Murtex Oil Co. v. Murphy

395 S.W.2d 853 | Tex. App. | 1965

CHADICK, Chief Justice.

This is a venue case. The judgment of the trial court is affirmed.

The appellants, as plaintiffs, filed suit in the 124th Judicial District Court of Gregg County, where the defendants reside, to partition an oil, gas and mineral leasehold estate in land located in Rusk County. Besides the partition count their petition states an action for damages attributable to the defendants’ alleged delaying tactics and for receivership to: (aj prevent the defendants’ tactics from causing the property to be permanently and irreparably lost or destroyed; and (b) to prevent oil drainage by offset wells. Prayer was for certain specified relief and such other as the plaintiffs might show *855themselves entitled to. The appellees, defendants below, in their plea of privilege alleged expiration prior to suit of the oil, gas and mineral lease creating the leasehold estate made the subject of partition.

The following excerpt from the appellants’ brief tenders the controlling issue the appellants request this court to decide with such economy of words and precision of expression that it is adopted for all purposes:

“The Appellants filed this cause in Gregg County, Texas pursuant to the provisions of Subdivision 13 of Article 1995 [Vernon’s Ann.], Tex.Rev.Civ.St., which provides:

“ ‘Partition. — Suits for the partition of land or other property may be brought in the county where such land or other property, or a part thereof, may be, or in the county in which one or more of the defendants reside, or in the county of the residence of any defendant who may assert an adverse claim to or interest in such property, or seeks to recover the title to the same. Nothing herein shall be construed to fix venue of a suit to recover the title to land.’

This Sub-division fixes venue in Gregg County, unless the case comes within the terms of Sub-division 14.

“The Appellees contend, and the trial court ruled, that the cause is governed by Subdivision 14 of Article 1995, Tex.Rev. Civ.St., which provides:

“ ‘Lands. — Suits for the recovery of lands or damages thereto, or to remove incumbrances upon the title to land, or to quiet the title to lands, or to prevent or stay waste on lands, must be brought in the county in which the land, or a part thereof, may lie.’

“There is no real conflict between these two subdivisions of our venue statute. The problem is determining when Subdivision 14 is applicable. If the instant case is one coming within the terms of Subdivision 14, it is mandatory and the cause must be transferred for trial to Rusk County; whereas, by the terms of Subdivision 13, if this cause does not come under the provisions of Subdivision 14, venue is established in Gregg County.
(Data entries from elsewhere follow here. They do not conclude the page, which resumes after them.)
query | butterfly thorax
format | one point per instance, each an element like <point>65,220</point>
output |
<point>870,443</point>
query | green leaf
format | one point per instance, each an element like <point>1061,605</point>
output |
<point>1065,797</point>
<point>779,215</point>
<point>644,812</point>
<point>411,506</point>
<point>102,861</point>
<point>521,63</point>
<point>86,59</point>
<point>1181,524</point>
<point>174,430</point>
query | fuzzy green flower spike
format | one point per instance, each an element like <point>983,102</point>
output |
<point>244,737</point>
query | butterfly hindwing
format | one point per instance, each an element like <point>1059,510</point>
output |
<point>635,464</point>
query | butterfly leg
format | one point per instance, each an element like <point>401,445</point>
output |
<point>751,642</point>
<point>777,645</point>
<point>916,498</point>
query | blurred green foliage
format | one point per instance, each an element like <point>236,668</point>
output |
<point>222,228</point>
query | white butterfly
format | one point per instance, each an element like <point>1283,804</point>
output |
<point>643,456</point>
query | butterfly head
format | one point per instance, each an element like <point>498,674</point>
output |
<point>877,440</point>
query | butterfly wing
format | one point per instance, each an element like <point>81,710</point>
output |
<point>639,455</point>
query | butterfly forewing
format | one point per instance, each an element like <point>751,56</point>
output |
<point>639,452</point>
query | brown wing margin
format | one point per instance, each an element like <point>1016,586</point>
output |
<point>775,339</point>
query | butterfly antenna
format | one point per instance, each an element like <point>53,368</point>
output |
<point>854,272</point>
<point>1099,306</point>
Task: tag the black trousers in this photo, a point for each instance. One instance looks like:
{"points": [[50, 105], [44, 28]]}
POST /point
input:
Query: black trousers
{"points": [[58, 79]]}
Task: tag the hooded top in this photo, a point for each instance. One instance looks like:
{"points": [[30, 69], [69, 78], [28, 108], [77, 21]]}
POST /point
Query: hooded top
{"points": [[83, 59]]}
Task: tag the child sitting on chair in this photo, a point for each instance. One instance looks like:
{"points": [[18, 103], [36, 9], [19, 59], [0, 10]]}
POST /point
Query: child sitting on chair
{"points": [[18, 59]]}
The question of law to be determined in the instant case is therefore, whether this is a suit ‘for the recovery of lands or damages thereto or to remove incumbrances upon the title to land, or to quiet the title to land, or to prevent or stay waste on lands ?’ ”

The allegation in the plea of privilege that the lease had previously expired constituted a denial that the plaintiffs owned title or interest in the subject leasehold estate. Thus a title issue materializes and is injected into the partition suit. In order to maintain the partition suit in Gregg County over the objection of the defendants the plaintiffs were obligated to demonstrate that there was no controversy as to title. Pena v. Sling, 135 Tex. 200, 140 S.W.2d 441, 128 A.L.R. 1223; Herrington v. McDonald, 141 Tex. 441, 174 S.W.2d 307; 1 Texas Civil Practice (McDonald), Sec. 4.21, p. 373.1 This they were unable to do.

*856In addition, it is worthy of notice that the plaintiffs’ petition, in the part addressed to the necessity for a receivership, shows on its face that the suit is one to prevent and stay waste to land. It is alleged that a receivership is necessary to prevent drainage of oil from the leased land by offset wells. The judgment of the trial court is affirmed.

. The author of this treatise after commenting upon Pena v. Sling supra, and other cases following in its wake makes this enlightening observation on the effect of Art. 1995, Subsections 13 and 14:

“Under this interpretation, a plaintiff can no longer know in advance of suit whether he can maintain his partition action, involving land located in county A, in a court of county B where a defendant resides. Since he must, if the defendant questions the venue, prove that there is no controversy as to title, it is insufficient for him to establish by a preponderance of the evidence that he is entitled to the interest he asserts, or that the defendant has no valid claim to a greater share than plaintiff has conceded in his petition.

Although it is immaterial to decision, there is evidence of record tending to show the mineral lease had expired by its own terms. Thus the record here contains both pleading and evidence raising the question of title.